A drug that treats tumors and epilepsy in people with tuberous sclerosis complex does not boost their intelligence or ease autism traits.

By Alla Katsnelson
29 August 2019 | 4 min read

A drug that treats tumors and epilepsy in people with tuberous sclerosis complex does not boost their intelligence or ease autism traits, according to the results of a year-long clinical trial1.

The results are a blow to researchers who had hoped that the drug, everolimus, would serve as a much-needed treatment for autism.
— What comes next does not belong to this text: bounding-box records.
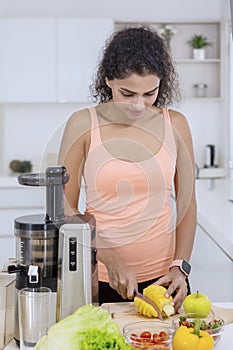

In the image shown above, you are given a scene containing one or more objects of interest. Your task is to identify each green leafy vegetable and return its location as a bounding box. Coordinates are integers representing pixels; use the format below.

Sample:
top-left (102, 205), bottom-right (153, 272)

top-left (35, 304), bottom-right (133, 350)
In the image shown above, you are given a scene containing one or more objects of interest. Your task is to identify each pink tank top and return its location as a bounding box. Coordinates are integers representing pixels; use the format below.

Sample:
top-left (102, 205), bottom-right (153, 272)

top-left (84, 108), bottom-right (177, 282)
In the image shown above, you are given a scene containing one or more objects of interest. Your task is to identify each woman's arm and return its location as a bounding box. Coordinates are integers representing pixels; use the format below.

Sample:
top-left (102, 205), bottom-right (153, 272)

top-left (157, 111), bottom-right (197, 311)
top-left (58, 110), bottom-right (90, 216)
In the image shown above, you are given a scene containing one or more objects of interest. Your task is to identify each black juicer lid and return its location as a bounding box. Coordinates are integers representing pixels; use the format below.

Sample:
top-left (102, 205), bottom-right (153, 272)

top-left (15, 214), bottom-right (58, 231)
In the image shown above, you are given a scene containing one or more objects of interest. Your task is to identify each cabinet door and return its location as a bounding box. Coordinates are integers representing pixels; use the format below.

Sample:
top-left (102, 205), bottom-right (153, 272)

top-left (190, 227), bottom-right (233, 302)
top-left (0, 18), bottom-right (56, 102)
top-left (57, 18), bottom-right (114, 102)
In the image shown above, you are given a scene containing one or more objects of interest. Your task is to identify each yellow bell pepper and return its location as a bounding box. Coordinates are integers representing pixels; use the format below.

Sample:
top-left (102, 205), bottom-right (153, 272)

top-left (172, 319), bottom-right (214, 350)
top-left (134, 285), bottom-right (175, 317)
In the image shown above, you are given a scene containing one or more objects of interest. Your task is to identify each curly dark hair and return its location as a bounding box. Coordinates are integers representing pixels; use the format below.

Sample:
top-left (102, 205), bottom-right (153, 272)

top-left (91, 25), bottom-right (180, 107)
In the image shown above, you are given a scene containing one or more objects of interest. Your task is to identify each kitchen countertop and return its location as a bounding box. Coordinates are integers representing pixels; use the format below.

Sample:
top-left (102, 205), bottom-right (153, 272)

top-left (4, 302), bottom-right (233, 350)
top-left (196, 179), bottom-right (233, 261)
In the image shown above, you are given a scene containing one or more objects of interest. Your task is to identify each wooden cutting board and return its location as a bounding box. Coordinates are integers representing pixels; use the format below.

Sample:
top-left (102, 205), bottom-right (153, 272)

top-left (101, 302), bottom-right (233, 331)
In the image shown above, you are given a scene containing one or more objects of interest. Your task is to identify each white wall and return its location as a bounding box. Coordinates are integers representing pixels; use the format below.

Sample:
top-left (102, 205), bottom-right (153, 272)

top-left (0, 0), bottom-right (222, 21)
top-left (0, 0), bottom-right (228, 175)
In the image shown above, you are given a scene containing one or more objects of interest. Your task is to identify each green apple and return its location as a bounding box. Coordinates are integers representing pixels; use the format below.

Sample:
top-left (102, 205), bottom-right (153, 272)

top-left (183, 291), bottom-right (211, 317)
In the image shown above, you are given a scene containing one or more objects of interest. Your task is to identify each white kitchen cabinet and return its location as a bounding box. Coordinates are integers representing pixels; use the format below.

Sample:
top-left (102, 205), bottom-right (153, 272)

top-left (190, 226), bottom-right (233, 302)
top-left (0, 18), bottom-right (56, 103)
top-left (0, 18), bottom-right (113, 103)
top-left (57, 18), bottom-right (114, 102)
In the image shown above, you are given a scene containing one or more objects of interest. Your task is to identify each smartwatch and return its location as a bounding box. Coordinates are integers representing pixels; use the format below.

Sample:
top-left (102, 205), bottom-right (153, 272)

top-left (170, 260), bottom-right (191, 277)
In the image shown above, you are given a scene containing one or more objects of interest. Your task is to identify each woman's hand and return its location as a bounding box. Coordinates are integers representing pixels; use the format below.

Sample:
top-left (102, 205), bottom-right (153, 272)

top-left (97, 249), bottom-right (138, 299)
top-left (154, 266), bottom-right (188, 312)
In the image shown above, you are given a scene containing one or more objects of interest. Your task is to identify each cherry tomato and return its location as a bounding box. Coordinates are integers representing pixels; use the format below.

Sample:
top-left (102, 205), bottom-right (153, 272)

top-left (130, 333), bottom-right (138, 341)
top-left (140, 331), bottom-right (151, 339)
top-left (153, 333), bottom-right (160, 344)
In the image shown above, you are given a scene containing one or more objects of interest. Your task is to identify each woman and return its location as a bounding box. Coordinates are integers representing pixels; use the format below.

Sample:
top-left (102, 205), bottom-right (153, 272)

top-left (59, 26), bottom-right (196, 310)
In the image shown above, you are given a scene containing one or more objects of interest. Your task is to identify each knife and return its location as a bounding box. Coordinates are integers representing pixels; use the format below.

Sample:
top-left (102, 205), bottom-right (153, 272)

top-left (134, 289), bottom-right (163, 320)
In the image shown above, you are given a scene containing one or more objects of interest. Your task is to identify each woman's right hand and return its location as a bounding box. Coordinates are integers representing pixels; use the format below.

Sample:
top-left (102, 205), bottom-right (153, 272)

top-left (98, 249), bottom-right (138, 299)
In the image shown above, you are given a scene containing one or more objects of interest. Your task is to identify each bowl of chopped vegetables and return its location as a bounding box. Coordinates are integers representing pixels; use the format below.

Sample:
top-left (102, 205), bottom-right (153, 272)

top-left (173, 312), bottom-right (225, 345)
top-left (123, 320), bottom-right (174, 350)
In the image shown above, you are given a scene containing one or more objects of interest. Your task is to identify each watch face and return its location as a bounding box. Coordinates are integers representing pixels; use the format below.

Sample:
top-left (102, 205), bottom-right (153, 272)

top-left (182, 260), bottom-right (191, 275)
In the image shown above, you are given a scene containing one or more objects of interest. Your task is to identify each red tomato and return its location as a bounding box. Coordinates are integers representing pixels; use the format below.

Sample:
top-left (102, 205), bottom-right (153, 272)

top-left (140, 331), bottom-right (151, 339)
top-left (159, 331), bottom-right (167, 338)
top-left (153, 333), bottom-right (160, 344)
top-left (130, 333), bottom-right (138, 341)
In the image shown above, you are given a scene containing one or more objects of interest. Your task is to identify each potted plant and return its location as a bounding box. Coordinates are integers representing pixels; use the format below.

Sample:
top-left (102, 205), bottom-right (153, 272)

top-left (188, 34), bottom-right (212, 60)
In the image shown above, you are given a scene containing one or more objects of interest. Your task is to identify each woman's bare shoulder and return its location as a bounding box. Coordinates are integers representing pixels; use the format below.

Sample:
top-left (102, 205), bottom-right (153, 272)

top-left (67, 108), bottom-right (91, 132)
top-left (169, 109), bottom-right (189, 131)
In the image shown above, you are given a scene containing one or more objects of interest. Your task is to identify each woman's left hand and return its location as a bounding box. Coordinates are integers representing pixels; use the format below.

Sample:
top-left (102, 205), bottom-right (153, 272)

top-left (153, 266), bottom-right (188, 312)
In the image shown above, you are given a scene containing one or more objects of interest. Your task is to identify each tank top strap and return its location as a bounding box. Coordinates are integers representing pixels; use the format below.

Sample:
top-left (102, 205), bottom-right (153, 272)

top-left (163, 108), bottom-right (177, 158)
top-left (88, 107), bottom-right (102, 149)
top-left (163, 108), bottom-right (171, 124)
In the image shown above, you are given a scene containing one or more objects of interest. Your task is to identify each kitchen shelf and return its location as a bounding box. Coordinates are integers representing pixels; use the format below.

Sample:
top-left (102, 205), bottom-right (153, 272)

top-left (115, 20), bottom-right (226, 101)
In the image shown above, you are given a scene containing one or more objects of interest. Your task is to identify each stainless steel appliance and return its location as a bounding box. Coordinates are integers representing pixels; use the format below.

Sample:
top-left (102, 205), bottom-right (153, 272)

top-left (8, 166), bottom-right (98, 345)
top-left (57, 215), bottom-right (99, 320)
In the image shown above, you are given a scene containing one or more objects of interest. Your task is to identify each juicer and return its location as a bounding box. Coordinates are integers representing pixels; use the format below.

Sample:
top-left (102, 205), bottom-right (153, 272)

top-left (8, 166), bottom-right (98, 345)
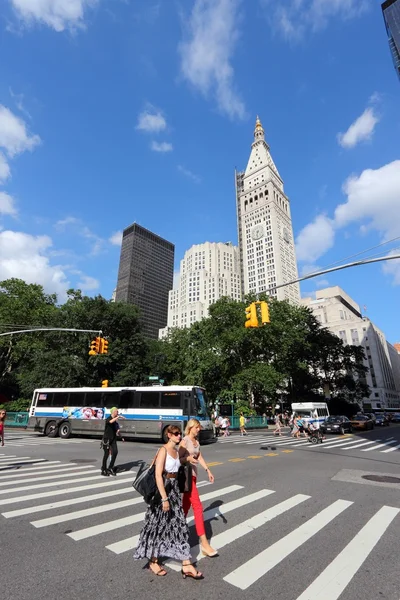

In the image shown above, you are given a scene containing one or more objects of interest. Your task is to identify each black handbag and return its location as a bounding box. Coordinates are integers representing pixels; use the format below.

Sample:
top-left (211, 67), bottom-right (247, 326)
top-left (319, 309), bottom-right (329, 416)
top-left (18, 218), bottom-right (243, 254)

top-left (132, 451), bottom-right (165, 504)
top-left (177, 463), bottom-right (193, 494)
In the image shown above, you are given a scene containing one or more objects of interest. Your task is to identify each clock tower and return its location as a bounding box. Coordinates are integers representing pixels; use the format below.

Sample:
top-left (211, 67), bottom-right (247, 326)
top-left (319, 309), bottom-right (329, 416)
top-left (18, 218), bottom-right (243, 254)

top-left (235, 117), bottom-right (300, 304)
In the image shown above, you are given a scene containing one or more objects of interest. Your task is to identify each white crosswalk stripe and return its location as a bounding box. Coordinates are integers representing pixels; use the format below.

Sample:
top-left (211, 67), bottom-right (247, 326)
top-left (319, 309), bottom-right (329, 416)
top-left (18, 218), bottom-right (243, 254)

top-left (217, 432), bottom-right (400, 453)
top-left (0, 454), bottom-right (400, 600)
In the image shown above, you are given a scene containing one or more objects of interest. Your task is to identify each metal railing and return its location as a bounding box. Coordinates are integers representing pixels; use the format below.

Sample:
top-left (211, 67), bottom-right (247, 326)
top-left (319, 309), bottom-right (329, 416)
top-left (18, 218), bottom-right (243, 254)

top-left (5, 412), bottom-right (29, 427)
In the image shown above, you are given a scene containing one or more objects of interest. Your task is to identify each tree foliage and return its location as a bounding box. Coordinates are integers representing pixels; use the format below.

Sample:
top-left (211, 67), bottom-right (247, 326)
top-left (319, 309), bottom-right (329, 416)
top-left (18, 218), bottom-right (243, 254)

top-left (0, 279), bottom-right (369, 412)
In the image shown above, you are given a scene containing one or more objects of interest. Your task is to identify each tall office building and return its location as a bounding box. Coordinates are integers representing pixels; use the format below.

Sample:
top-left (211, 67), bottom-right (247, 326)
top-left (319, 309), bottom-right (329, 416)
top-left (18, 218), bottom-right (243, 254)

top-left (236, 117), bottom-right (300, 304)
top-left (115, 223), bottom-right (175, 339)
top-left (160, 242), bottom-right (241, 338)
top-left (382, 0), bottom-right (400, 78)
top-left (301, 286), bottom-right (400, 410)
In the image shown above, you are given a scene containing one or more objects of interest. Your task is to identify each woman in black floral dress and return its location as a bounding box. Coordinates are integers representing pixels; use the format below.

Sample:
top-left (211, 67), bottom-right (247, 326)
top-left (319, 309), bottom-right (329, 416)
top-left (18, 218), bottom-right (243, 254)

top-left (133, 425), bottom-right (203, 579)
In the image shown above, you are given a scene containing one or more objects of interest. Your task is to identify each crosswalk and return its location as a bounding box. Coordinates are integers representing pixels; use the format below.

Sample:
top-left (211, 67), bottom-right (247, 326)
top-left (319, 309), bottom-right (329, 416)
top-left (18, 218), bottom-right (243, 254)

top-left (218, 433), bottom-right (400, 454)
top-left (0, 453), bottom-right (400, 600)
top-left (5, 432), bottom-right (99, 448)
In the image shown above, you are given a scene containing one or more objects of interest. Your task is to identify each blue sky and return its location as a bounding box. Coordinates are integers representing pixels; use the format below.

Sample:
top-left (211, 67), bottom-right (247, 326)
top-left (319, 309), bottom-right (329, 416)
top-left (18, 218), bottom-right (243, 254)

top-left (0, 0), bottom-right (400, 342)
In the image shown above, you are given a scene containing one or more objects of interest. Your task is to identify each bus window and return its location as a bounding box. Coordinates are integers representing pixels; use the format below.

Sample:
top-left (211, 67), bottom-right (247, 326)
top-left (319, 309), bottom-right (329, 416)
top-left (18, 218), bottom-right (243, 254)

top-left (161, 392), bottom-right (181, 408)
top-left (194, 388), bottom-right (207, 417)
top-left (48, 392), bottom-right (69, 406)
top-left (102, 392), bottom-right (120, 408)
top-left (118, 390), bottom-right (135, 408)
top-left (139, 390), bottom-right (160, 408)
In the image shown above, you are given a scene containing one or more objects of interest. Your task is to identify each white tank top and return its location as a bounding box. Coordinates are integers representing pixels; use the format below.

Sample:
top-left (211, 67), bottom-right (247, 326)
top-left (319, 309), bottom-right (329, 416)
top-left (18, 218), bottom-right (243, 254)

top-left (164, 452), bottom-right (181, 473)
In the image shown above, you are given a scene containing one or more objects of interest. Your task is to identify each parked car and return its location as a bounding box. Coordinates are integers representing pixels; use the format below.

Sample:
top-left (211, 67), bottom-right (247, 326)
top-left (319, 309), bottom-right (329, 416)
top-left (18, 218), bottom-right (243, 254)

top-left (321, 415), bottom-right (353, 435)
top-left (350, 415), bottom-right (374, 430)
top-left (375, 415), bottom-right (389, 427)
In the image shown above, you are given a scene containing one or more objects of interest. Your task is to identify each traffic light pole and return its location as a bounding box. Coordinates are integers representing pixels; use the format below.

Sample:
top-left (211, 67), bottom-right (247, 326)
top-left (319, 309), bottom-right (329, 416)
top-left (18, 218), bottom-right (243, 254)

top-left (266, 254), bottom-right (400, 294)
top-left (0, 327), bottom-right (103, 337)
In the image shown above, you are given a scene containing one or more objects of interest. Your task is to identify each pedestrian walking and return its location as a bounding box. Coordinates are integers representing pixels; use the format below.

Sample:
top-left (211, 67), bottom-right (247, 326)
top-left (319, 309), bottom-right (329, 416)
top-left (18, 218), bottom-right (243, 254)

top-left (101, 406), bottom-right (120, 476)
top-left (179, 419), bottom-right (218, 558)
top-left (0, 408), bottom-right (7, 446)
top-left (274, 413), bottom-right (282, 435)
top-left (133, 425), bottom-right (203, 579)
top-left (239, 413), bottom-right (247, 435)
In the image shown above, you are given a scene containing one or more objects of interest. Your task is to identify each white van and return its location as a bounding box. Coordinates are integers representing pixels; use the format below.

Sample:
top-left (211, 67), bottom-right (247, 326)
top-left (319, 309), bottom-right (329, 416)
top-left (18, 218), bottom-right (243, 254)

top-left (292, 402), bottom-right (329, 425)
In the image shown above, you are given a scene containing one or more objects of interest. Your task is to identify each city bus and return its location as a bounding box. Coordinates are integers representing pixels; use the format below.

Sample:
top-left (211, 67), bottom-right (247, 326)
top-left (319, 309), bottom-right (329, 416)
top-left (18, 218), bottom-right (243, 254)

top-left (28, 386), bottom-right (215, 441)
top-left (292, 402), bottom-right (329, 425)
Tuberous sclerosis complex (TSC) is a rare genetic condition characterized by benign tumors called tubers that form throughout the brain and body, as well as, in most cases, epilepsy. The condition is caused by mutations in one of two genes, which spike the activity of a pathway called mTOR. Everolimus, an analog of the immunosuppressant rapamycin, blocks the pathway.

Approximately half of all people with TSC have autism, and many also have intellectual disability. Animal studies and anecdotal evidence from clinical trials had suggested that everolimus might also treat these conditions.

“It is an important question whether mTOR inhibition could influence intellectual functioning or behavior,” says Marie-Claire de Wit, a pediatric neurologist at Erasmus MC–Sophia Children’s Hospital in Rotterdam, who led the study.

The disappointing new results align with those of a six-month trial published in 20172.

Both trials started in children of preschool age or older, however: The new trial tested the drug in children aged 4 to 17, and the 2017 trial in people aged 6 to 21 years.

It might be too late by then for the drug to be effective, says Mustafa Sahin, professor of neurology at Harvard University, who led the 2017 trial.

Research in mice suggests that mTOR inhibitors improve cognition most effectively early in development3.

“There is growing evidence from preclinical studies that there might be a critical window of treatment for these cognitive effects,” he says.

Tepid results:

In the new trial, researchers recruited 32 children with TSC who met at least one of the following criteria: an intelligence quotient (IQ) below 80, a learning disability, attendance at a special school or a diagnosis of autism. They gave 15 of the children once-daily tablets of everolimus for a year, and the remaining 17 children a placebo.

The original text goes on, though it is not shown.